On the very same day Tamil and non-Tamil Australian youth gathered at Circular Quay, Sydney to paint a colossal mural measuring 15 metres long, as part of the "Remember; Restore; Respect... Tamil Human Rights Campaign" organised by Tamil Youth Organisation (TYO) of Australia.
"Through the mural we wanted to ask the international community to remember the Tamils' suffering, restore the Tamils' basic human rights and respect the Tamils' right to self-determination", said Lakshmi Rajan, a member of the TYO.
"Art is the best form of communication", said Nisha Thillai, another participant who painted a picture of three Tamils raising the flag of Tamil Eelam. "We can portray our message and anyone of any age or language will understand the yearning of the Tamils", she added.
The event received media publicity and a large audience of Australian public. "The idea is great", said Sarah Louis, an onlooker. "Issues like this should get more publicity in the media", she added.

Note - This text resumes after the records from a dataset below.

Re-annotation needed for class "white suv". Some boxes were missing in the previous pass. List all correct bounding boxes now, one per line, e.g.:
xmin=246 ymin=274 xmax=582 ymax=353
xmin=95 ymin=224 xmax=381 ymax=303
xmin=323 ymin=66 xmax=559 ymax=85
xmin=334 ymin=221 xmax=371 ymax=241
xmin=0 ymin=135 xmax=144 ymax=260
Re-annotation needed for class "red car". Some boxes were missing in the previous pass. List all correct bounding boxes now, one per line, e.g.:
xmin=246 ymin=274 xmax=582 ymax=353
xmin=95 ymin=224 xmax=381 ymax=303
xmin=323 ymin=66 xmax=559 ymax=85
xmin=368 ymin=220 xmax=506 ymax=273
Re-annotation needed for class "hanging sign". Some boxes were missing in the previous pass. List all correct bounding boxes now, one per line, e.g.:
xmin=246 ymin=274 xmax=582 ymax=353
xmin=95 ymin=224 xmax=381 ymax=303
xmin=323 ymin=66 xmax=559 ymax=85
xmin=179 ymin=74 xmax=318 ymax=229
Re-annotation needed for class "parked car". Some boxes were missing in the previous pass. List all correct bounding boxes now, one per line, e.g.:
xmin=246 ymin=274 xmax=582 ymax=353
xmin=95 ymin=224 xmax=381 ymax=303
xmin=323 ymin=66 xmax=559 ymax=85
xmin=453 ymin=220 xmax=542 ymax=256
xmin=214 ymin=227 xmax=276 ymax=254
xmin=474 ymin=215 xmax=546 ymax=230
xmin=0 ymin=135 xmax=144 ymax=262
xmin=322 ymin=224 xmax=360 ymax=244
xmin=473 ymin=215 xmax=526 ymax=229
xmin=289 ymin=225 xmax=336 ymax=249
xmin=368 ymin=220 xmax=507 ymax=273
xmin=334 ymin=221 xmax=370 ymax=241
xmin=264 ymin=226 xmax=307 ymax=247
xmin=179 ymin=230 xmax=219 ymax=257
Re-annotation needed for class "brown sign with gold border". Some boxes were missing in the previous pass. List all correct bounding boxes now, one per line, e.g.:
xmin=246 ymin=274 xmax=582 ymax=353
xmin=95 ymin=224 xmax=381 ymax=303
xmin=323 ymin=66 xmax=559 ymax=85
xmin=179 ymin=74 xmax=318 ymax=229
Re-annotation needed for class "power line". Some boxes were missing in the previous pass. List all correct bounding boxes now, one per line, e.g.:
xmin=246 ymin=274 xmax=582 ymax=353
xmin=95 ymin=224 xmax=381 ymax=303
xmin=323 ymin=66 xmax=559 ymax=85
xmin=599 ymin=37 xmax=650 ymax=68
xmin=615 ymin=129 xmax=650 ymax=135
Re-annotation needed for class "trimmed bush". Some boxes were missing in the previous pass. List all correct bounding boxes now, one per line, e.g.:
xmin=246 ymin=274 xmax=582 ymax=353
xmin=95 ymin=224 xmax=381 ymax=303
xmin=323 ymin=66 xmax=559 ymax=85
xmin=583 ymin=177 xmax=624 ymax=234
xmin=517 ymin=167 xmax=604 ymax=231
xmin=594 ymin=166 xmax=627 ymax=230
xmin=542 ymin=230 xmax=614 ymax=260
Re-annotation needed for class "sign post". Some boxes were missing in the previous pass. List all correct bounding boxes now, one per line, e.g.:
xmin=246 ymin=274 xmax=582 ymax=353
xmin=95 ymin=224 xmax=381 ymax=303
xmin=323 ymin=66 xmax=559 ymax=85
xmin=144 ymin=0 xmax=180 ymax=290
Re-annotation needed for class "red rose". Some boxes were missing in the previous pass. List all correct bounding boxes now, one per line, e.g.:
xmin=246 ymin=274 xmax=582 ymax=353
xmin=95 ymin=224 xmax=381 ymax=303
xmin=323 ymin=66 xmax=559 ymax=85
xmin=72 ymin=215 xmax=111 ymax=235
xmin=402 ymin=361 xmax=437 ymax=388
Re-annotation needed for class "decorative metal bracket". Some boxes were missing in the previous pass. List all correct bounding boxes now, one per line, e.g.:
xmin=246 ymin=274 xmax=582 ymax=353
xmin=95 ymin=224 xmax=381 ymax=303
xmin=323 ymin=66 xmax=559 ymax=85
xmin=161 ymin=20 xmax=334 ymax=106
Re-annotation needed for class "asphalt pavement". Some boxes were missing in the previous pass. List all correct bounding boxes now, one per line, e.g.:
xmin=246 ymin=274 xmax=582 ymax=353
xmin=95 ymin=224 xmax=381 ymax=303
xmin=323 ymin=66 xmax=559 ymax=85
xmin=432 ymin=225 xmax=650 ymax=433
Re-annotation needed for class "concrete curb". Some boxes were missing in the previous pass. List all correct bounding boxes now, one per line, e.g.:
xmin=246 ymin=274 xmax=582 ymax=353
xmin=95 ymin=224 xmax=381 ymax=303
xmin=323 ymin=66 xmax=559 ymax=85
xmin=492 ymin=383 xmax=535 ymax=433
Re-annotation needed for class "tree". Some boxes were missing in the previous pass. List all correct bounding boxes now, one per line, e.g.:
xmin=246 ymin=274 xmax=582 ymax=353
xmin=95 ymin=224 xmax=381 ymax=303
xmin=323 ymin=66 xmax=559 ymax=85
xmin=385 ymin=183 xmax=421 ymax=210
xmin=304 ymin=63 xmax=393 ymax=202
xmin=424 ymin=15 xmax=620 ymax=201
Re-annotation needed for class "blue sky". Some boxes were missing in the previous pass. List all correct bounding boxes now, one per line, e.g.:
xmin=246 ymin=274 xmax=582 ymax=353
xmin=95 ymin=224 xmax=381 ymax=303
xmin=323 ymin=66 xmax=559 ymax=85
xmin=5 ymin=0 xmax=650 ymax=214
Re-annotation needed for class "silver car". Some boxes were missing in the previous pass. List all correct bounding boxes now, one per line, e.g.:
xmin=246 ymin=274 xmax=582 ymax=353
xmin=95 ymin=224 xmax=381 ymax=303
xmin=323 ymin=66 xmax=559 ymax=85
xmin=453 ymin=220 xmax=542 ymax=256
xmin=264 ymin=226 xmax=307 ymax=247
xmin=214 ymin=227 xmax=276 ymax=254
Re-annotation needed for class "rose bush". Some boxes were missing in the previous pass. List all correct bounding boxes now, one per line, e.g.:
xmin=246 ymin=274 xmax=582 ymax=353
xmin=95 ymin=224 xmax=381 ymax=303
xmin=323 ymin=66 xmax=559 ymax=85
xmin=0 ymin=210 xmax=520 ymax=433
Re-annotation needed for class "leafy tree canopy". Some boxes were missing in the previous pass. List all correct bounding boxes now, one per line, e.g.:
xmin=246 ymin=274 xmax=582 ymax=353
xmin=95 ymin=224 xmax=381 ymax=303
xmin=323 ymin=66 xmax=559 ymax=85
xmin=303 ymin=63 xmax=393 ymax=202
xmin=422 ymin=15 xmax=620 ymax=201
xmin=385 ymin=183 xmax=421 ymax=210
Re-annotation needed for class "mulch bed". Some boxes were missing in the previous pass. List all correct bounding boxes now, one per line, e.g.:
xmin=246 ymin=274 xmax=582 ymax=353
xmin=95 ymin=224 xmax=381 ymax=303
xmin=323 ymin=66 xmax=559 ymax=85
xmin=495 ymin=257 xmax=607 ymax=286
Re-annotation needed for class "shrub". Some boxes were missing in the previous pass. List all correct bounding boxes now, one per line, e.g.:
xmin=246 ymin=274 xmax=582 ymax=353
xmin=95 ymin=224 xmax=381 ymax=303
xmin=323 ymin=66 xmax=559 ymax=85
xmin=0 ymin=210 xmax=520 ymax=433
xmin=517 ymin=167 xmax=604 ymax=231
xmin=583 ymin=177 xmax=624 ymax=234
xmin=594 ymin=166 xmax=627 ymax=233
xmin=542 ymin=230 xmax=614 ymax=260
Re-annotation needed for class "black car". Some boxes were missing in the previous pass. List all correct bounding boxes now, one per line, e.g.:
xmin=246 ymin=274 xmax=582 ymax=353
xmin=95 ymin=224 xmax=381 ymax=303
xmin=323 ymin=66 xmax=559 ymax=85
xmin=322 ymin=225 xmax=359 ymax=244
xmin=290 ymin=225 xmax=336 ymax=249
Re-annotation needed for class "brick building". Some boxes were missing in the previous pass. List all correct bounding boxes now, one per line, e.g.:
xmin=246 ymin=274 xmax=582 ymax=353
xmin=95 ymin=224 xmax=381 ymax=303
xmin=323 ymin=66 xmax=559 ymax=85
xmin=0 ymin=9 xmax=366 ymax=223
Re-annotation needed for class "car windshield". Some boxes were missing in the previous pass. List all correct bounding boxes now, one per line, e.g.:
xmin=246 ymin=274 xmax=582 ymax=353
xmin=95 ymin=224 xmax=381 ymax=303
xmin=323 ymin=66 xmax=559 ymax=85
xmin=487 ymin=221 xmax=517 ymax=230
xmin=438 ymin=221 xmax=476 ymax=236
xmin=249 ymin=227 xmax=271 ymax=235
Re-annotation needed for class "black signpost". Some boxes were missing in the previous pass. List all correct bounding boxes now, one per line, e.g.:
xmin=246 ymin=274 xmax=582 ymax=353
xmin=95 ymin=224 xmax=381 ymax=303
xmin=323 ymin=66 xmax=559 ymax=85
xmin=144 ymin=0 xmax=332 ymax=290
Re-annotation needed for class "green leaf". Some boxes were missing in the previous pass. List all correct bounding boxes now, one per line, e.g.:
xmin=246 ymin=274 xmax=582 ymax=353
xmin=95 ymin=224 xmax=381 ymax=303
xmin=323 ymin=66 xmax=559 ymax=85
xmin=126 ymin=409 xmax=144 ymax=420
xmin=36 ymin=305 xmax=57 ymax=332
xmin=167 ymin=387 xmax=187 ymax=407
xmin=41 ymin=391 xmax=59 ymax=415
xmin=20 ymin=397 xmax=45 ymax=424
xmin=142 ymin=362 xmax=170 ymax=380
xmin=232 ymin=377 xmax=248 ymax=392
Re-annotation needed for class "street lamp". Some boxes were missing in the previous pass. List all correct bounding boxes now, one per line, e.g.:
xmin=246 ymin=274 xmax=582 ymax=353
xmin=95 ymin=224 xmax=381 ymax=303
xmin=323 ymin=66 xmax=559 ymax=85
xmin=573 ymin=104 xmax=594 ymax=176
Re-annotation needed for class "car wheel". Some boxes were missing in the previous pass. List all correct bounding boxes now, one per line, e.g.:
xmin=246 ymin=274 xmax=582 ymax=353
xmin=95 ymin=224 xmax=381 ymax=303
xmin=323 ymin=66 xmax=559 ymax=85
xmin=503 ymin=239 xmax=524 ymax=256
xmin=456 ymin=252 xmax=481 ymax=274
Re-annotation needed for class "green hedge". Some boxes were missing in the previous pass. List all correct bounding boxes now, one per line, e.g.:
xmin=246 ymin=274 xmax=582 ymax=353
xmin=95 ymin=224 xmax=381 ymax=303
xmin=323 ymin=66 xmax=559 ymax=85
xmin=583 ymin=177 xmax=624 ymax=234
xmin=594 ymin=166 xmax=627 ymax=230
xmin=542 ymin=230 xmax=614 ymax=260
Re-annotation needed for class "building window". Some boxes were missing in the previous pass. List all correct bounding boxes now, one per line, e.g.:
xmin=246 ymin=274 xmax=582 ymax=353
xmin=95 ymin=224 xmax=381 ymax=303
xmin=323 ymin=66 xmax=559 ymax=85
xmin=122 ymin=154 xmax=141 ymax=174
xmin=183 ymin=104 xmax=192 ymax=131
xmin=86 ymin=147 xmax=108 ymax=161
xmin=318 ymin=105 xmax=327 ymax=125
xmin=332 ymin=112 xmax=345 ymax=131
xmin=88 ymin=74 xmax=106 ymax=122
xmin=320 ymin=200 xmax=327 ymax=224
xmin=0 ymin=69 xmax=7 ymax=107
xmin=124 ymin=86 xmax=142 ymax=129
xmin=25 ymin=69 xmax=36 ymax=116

In January 2008, the Government of Sri Lanka unilaterally withdrew from a Norwegian brokered cease-fire agreement with the Liberation Tigers of Tamil Eelam (LTTE). Since then, it has intensified its military operations in Tamils areas in an attempt to regain territory held by the LTTE.
It has prohibited independent media personnel from visiting LTTE held areas and in September 2008, ordered all UN and international aid agencies to vacate these areas.

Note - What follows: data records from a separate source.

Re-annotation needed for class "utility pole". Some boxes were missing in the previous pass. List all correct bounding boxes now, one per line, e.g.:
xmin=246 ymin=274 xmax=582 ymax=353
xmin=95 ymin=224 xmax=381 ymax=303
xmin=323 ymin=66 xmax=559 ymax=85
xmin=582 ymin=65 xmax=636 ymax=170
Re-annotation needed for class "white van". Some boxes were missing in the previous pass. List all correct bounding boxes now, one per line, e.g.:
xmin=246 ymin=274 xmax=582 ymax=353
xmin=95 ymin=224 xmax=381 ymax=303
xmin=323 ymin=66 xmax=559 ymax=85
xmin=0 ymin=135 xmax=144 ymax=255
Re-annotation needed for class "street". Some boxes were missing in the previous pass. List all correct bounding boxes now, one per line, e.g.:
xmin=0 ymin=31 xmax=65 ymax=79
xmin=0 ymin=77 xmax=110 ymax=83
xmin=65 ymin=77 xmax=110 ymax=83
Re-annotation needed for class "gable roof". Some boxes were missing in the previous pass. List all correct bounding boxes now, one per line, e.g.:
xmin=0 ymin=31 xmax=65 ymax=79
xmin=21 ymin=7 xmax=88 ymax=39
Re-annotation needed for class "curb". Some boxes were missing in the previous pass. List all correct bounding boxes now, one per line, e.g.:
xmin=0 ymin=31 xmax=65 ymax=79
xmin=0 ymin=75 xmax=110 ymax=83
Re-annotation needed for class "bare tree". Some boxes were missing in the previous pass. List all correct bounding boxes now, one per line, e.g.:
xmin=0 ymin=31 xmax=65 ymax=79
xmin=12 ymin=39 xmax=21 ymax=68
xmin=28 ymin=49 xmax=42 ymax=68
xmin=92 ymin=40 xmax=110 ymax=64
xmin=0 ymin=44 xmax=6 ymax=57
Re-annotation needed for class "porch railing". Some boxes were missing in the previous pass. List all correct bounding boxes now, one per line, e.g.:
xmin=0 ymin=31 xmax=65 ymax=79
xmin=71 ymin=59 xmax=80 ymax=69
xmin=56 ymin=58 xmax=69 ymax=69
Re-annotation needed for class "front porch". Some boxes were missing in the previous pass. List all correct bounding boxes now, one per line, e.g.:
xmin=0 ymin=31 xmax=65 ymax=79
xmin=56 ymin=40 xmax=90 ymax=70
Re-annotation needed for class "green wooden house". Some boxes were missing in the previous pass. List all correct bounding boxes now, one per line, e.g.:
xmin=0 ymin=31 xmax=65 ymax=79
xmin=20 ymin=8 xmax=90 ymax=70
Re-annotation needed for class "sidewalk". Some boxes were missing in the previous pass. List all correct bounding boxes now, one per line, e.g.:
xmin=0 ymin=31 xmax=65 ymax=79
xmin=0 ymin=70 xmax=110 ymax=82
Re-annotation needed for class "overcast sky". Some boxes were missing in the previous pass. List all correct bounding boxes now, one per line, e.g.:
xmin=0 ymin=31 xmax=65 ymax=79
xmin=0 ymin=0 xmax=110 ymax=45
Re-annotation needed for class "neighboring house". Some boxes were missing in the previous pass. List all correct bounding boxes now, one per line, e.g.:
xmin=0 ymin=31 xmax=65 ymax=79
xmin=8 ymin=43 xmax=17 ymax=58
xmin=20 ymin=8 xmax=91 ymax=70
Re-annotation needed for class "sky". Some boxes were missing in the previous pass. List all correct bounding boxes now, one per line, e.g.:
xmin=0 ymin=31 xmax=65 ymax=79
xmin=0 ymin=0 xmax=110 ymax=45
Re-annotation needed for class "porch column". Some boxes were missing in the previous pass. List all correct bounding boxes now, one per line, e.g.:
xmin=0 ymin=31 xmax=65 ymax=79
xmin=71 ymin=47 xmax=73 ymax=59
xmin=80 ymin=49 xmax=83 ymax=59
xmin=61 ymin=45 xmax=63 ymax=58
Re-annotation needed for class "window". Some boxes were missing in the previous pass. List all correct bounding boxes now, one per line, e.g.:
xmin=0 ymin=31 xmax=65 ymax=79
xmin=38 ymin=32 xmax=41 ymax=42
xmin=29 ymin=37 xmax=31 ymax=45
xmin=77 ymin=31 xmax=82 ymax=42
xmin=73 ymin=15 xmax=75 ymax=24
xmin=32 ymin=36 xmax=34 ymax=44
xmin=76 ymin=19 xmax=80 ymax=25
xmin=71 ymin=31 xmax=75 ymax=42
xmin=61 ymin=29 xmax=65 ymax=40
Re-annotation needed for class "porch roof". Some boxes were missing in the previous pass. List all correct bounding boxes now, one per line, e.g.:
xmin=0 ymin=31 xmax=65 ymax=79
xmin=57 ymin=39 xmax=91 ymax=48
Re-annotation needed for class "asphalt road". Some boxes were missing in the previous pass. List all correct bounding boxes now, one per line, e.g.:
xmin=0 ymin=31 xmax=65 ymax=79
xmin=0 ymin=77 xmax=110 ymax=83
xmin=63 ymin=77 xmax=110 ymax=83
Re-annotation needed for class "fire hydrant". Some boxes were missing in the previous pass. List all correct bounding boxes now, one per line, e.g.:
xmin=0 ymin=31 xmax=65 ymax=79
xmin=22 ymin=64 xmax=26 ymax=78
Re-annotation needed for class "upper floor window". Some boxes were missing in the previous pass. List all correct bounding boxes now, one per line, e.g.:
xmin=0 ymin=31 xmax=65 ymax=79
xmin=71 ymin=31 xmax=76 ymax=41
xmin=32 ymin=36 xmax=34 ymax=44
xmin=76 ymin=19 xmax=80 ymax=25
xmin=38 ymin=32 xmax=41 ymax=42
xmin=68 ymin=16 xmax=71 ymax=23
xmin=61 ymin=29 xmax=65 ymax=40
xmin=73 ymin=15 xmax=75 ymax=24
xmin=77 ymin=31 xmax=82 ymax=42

As the Sri-Lankan government prepared to go to war, UN High Commissioner Louise Arbour predicted that an "intensification of hostilities would likely have a devastating effect on the human rights of many Sri Lankans from all communities".

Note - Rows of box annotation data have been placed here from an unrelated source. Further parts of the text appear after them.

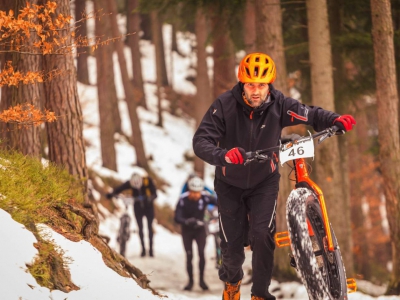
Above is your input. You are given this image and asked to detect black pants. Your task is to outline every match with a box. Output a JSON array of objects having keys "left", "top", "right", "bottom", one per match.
[
  {"left": 133, "top": 201, "right": 154, "bottom": 251},
  {"left": 215, "top": 173, "right": 280, "bottom": 298},
  {"left": 182, "top": 226, "right": 207, "bottom": 282}
]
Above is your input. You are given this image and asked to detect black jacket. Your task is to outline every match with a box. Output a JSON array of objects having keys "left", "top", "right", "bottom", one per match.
[
  {"left": 193, "top": 82, "right": 339, "bottom": 189},
  {"left": 175, "top": 192, "right": 217, "bottom": 226}
]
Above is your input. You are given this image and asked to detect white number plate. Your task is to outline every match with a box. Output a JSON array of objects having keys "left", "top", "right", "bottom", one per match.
[
  {"left": 208, "top": 220, "right": 219, "bottom": 233},
  {"left": 279, "top": 136, "right": 314, "bottom": 166}
]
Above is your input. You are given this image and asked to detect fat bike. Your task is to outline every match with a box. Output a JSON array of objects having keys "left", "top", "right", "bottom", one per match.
[{"left": 245, "top": 126, "right": 357, "bottom": 300}]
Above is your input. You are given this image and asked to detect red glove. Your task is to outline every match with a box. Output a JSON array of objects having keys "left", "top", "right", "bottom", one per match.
[
  {"left": 225, "top": 147, "right": 246, "bottom": 165},
  {"left": 333, "top": 115, "right": 356, "bottom": 131}
]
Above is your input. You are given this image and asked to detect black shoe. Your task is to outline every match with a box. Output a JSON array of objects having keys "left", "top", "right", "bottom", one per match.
[
  {"left": 183, "top": 281, "right": 193, "bottom": 291},
  {"left": 199, "top": 280, "right": 208, "bottom": 291}
]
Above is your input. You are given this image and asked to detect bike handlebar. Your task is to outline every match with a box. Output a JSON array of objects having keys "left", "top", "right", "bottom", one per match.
[{"left": 244, "top": 125, "right": 344, "bottom": 166}]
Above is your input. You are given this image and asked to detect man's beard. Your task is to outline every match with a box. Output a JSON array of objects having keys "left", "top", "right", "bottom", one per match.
[{"left": 245, "top": 93, "right": 268, "bottom": 108}]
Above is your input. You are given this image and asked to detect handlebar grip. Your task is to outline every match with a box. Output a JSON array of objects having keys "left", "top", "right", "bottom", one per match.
[
  {"left": 246, "top": 151, "right": 254, "bottom": 158},
  {"left": 331, "top": 125, "right": 344, "bottom": 135}
]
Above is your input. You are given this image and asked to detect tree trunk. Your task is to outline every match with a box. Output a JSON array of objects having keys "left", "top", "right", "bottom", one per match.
[
  {"left": 371, "top": 0, "right": 400, "bottom": 295},
  {"left": 126, "top": 0, "right": 147, "bottom": 108},
  {"left": 244, "top": 0, "right": 256, "bottom": 54},
  {"left": 150, "top": 11, "right": 168, "bottom": 127},
  {"left": 194, "top": 9, "right": 212, "bottom": 176},
  {"left": 75, "top": 0, "right": 90, "bottom": 84},
  {"left": 95, "top": 1, "right": 117, "bottom": 171},
  {"left": 254, "top": 0, "right": 297, "bottom": 280},
  {"left": 43, "top": 0, "right": 88, "bottom": 195},
  {"left": 212, "top": 11, "right": 237, "bottom": 99},
  {"left": 306, "top": 0, "right": 353, "bottom": 271},
  {"left": 150, "top": 10, "right": 169, "bottom": 87},
  {"left": 329, "top": 0, "right": 354, "bottom": 274},
  {"left": 105, "top": 0, "right": 150, "bottom": 171}
]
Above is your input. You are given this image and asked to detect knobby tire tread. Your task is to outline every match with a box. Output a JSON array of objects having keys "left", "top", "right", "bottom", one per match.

However, in response, the government issued a statement dismissing her threat of legal sanctions as "pathetically unenforceable" and rejected her warnings as "thinly-veiled... threats" which are "attempting to undermine the morale of its military, deter its military campaigns and save separatist terrorism from elimination".
"The weakness of the rule of law and prevalence of impunity is alarming... there is a large number of reported killings, abductions and disappearances which remain unresolved", Arbour stated. The response from the Sri Lankan government was: "The Government's position is very clear — we are not willing to discuss in any way the UN presence in Sri Lanka for monitoring purposes... Neither are we ready to discuss the opening of an office of the high commissioner in Sri Lanka."
This year, Amnesty International highlighted that "the rule of law continues to be undermined and the culture of impunity persists. The government must make protection of human rights the top priority. Instead, human rights defenders have also been increasingly attacked or threatened".
As Tamils in Sri Lanka are denied their basic of human rights, the Sri Lankan government continues to commit unspeakable atrocities with impunity.
On November 29, the Sri Lankan air force attacked a Tamil refugee camp in a "secure zone" it had unilaterally announced, dispatching a cluster bomb which killed three civilians including a five year old boy. The attack came five days before a treaty was signed by 92 countries in Norway banning the use, production, transfer and stockpiling of cluster munitions internationally.
The mural (pictured) will be exhibited at future events around Australia and later in Tamil Eelam.